Contact: Jim Barlow, Life Sciences Editor
[log in to unmask]
217-333-5802
University of Illinois at Urbana-Champaign


CHAMPAIGN, Ill. -- A gene associated with the biological clock in many
organisms has revealed yet another
function. In honeybees, which live in a world with a distinct division of
labor, the gene is more active in the brains
of older bees, especially foragers whose jobs are outside the hive.
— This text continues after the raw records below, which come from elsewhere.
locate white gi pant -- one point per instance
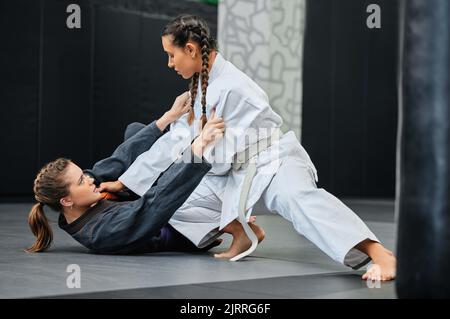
(293, 194)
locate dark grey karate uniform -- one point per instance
(141, 225)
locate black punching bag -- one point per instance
(423, 176)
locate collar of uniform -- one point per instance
(79, 223)
(218, 65)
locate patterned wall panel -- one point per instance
(264, 38)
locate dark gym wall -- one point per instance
(71, 92)
(349, 121)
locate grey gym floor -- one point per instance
(285, 265)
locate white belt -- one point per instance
(247, 159)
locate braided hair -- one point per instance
(186, 28)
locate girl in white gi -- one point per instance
(264, 163)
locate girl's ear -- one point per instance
(66, 201)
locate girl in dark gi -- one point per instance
(136, 226)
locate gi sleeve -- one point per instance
(135, 222)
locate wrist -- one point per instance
(169, 117)
(198, 146)
(164, 121)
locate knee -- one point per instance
(132, 129)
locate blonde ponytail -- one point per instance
(40, 227)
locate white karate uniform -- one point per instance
(285, 179)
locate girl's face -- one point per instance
(82, 190)
(186, 61)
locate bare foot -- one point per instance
(241, 242)
(259, 232)
(383, 267)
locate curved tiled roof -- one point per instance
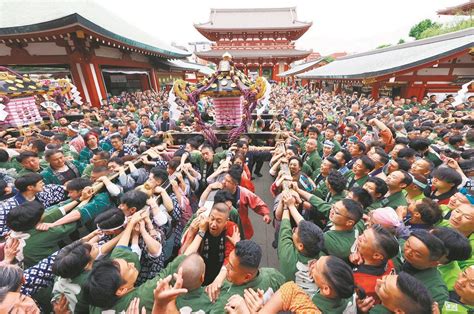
(261, 19)
(37, 17)
(394, 59)
(246, 53)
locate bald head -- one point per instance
(193, 271)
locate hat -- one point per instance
(74, 126)
(353, 139)
(328, 143)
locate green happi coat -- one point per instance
(293, 264)
(144, 291)
(267, 278)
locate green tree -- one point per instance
(419, 28)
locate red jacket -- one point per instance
(250, 200)
(246, 181)
(367, 280)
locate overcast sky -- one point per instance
(338, 25)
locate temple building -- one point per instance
(261, 41)
(440, 64)
(101, 53)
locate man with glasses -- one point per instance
(423, 252)
(341, 232)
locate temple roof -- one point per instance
(260, 53)
(460, 9)
(36, 17)
(191, 66)
(394, 59)
(253, 19)
(301, 67)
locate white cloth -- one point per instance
(21, 237)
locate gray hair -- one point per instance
(11, 277)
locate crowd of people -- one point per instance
(372, 208)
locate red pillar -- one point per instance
(100, 81)
(144, 82)
(275, 73)
(76, 80)
(375, 91)
(91, 83)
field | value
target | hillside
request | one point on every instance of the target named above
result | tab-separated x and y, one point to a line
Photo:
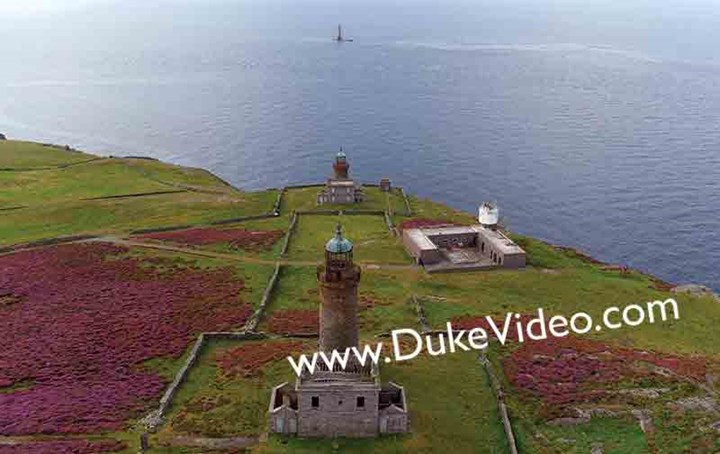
112	268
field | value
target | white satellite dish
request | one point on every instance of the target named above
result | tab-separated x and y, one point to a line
488	214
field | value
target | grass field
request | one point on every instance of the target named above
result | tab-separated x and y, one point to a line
304	199
460	418
371	238
52	201
29	155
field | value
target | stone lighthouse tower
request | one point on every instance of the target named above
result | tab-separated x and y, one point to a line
338	280
341	166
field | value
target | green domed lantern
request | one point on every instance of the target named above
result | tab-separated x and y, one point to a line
338	251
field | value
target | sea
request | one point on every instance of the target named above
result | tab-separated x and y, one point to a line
592	124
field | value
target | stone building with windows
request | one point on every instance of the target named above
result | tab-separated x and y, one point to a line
340	188
343	402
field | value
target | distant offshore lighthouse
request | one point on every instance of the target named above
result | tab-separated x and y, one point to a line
340	38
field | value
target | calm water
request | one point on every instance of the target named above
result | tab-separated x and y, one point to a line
594	126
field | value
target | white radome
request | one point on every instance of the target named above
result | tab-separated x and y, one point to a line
488	214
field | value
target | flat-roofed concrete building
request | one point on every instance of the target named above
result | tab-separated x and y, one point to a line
343	402
463	247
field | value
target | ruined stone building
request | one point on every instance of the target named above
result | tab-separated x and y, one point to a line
348	402
477	246
340	188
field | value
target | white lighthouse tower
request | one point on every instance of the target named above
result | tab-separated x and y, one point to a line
488	215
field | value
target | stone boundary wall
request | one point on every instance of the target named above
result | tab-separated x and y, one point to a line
420	312
304	186
278	201
289	234
190	226
500	398
61	166
342	212
244	218
254	319
137	194
390	225
408	210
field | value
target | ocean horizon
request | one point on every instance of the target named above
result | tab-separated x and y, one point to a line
594	127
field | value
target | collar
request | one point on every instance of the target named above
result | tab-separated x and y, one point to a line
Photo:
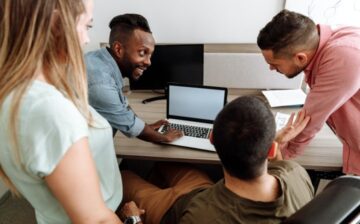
325	33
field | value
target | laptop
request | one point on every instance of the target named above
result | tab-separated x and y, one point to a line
193	110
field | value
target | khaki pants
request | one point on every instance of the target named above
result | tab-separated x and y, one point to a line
179	180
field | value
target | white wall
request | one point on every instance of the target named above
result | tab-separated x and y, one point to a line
331	12
3	188
190	21
244	70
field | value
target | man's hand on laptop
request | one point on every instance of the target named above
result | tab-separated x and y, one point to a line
158	124
172	134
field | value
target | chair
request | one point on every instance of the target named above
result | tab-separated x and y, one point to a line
339	202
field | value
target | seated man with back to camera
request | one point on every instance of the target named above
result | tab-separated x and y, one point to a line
131	46
253	190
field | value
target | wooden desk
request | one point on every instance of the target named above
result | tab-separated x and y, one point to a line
323	153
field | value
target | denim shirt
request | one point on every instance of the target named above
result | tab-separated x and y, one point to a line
105	84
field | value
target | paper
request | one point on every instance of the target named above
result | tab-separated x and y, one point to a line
281	120
280	98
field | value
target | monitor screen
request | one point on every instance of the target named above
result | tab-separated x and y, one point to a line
179	63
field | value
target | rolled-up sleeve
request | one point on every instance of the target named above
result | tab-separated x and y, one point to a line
108	101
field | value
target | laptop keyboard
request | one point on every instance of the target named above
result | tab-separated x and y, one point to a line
192	131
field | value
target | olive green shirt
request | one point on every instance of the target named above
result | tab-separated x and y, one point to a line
218	204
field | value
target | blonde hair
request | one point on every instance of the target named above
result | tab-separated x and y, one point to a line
41	35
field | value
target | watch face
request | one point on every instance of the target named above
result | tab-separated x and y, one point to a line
129	220
132	220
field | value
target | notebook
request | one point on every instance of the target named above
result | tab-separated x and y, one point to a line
193	110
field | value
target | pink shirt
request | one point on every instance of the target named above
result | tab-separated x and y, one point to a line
334	79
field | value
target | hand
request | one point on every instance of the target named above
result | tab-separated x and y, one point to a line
292	128
131	209
172	135
158	124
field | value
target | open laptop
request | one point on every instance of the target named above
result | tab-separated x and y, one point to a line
193	110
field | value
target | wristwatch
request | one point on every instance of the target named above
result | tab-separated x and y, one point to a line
132	219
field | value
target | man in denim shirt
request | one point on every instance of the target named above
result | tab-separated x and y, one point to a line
131	47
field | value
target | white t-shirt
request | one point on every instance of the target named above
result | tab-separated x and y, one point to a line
49	124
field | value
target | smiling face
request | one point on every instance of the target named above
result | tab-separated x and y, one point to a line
133	57
288	66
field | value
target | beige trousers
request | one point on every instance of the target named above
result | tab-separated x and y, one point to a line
178	180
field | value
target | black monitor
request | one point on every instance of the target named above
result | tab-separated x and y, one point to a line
179	63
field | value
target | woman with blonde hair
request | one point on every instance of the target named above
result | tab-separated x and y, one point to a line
55	150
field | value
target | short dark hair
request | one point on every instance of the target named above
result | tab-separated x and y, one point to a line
287	32
122	27
243	133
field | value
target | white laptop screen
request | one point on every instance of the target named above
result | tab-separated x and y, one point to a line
196	103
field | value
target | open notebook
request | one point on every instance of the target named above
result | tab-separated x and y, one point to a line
193	110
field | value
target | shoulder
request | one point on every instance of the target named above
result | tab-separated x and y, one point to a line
101	68
285	167
207	206
47	108
294	179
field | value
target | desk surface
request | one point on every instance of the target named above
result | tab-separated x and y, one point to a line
323	153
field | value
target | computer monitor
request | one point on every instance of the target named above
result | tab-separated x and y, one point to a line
179	63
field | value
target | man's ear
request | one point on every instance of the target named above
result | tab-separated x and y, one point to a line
301	58
272	151
211	137
118	49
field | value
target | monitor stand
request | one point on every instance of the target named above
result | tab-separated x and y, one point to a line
148	100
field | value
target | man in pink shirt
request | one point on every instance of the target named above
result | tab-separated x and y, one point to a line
330	58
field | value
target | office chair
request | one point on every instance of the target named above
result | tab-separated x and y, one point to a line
339	202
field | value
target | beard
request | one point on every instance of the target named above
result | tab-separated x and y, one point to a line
129	69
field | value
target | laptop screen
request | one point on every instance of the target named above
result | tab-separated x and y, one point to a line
195	103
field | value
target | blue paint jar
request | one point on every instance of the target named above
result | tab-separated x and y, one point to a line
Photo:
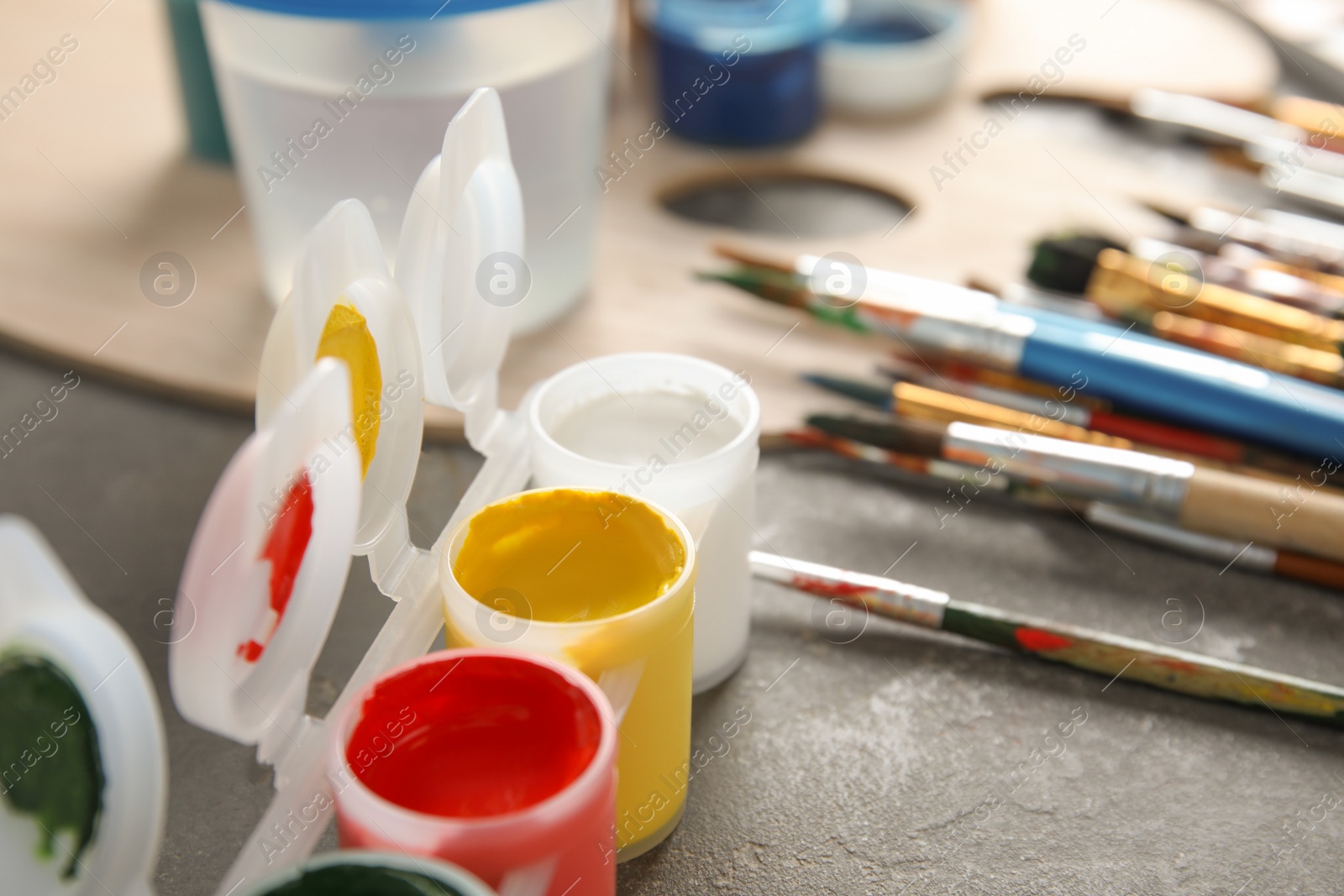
739	71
The new findings suggest that there are molecular connections occurring in
the brain that influence the division of
labor and the biological clocks of social insects, University of Illinois
researchers say. The study, published June
6 in the Proceedings of the National Academy of Sciences, is the first to
examine the period gene in a
developmental context.

"This paper implicates a clock gene in a function that is different than the
basic mechanism of the biological
clock," said entomologist Gene E. Robinson, director of the UI Bee Research
Facility. "This may go beyond
circadian rhythms. But we have no idea yet what causes the increase in gene
activity, nor do we know its
function. This is the first time that such developmental changes in the
activity of the period gene have ever been
detected."

Robinson's team chose to examine the period gene for its possible role in
the honeybees' complex, age-mediated
labor system, because it had been found to be involved in time-related
processes in fruit flies. Forager
honeybees, Robinson said, have a highly developed internal circadian clock
that guides their navigation, dancing
communication and nectar gathering. In addition, he said, their division of
labor is temporal -- a matter of timing
and aging.

In a study published in 1998, Robinson and colleagues looked for the rhythms
of life in a beehive. They found
that young bees shifted randomly between rest and work regardless of time as
they performed their duties of
feeding the larvae, while foragers only ventured from the hive during
daytime hours.

In the latest study, Robinson's team noted that levels of mRNA of the period
gene, a message carrier of active
DNA, rose and fell during the day in both young and old bees. This cyclic
activity is a signature of all clock
genes, including period. However, levels of mRNA were twice as high in older
bees and in precocious foragers
-- bees forced into foraging at an earlier than normal age. The latter
discovery, Robinson said, suggests an
association between foraging activities and high levels of period gene
activity.

The elevated levels, the authors wrote, "cannot be caused solely, if at all,
by increased chronological age,
foraging, flight, or exposure to the sun," as foragers confined to the
laboratory and isolated in darkness away
from their social environment for several days also maintained high levels.

###

Working with Robinson were Dan Toma, a graduate student in the department of
ecology, ethology and
evolution who cloned the honeybee's period gene, postdoctoral researcher Guy
Bloch, and Darrell Moore, a
visiting biologist from East Tennessee State University. The National
Institutes of Health, National Science
Foundation and the UI were among the agencies that funded the research.